Saint Mary Major is one of the four basilicas in which the pilgrims to Rome must pray in order to gain the indulgences of the Holy Year. Most fitting do we call Mary Our Lady of the Snows. The white blanket of that August night symbolizes Mary, pure as the driven snow; her blessings and graces, numerous and varied as the falling snowflakes.

Science tells us that every snowflake is different in form and make-up: size, outline, structure, ornamentation, are all without limit, infinite in wondrous beauty, startling complexity, perfect symmetry as they fleet, dancing down from the sky. What a wonderful figure of the blessings Mary obtains for us! Snow changes the face of the earth, painting even a field of mud with a white coat.
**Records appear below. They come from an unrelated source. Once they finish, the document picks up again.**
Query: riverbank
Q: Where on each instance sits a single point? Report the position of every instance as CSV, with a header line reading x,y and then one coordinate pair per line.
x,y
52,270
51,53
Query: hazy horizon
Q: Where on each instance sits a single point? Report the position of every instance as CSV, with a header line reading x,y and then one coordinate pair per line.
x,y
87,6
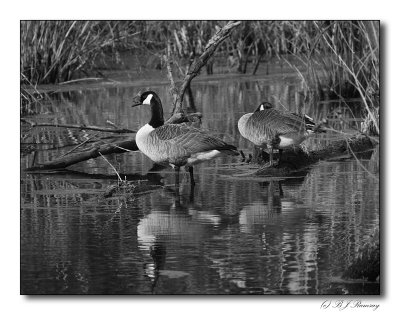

The grace of God won through prayer to Mary, also changes the face of the earth. Snow preserves the heat of the earth, protects vegetation, supplies moisture with slow effectiveness.

Grace serves similar purposes: it preserves the warmth of God’s love in our hearts; it protects the soul from the chill of temptation and sin; it nourishes the soul with new life. We see a further symbolism in this feast. There are millions living in lands of ice and snow who have not come to the knowledge of Mary and her Divine Son. We might ask that with the actual snowflakes, she shower down upon them the graces of the True Faith.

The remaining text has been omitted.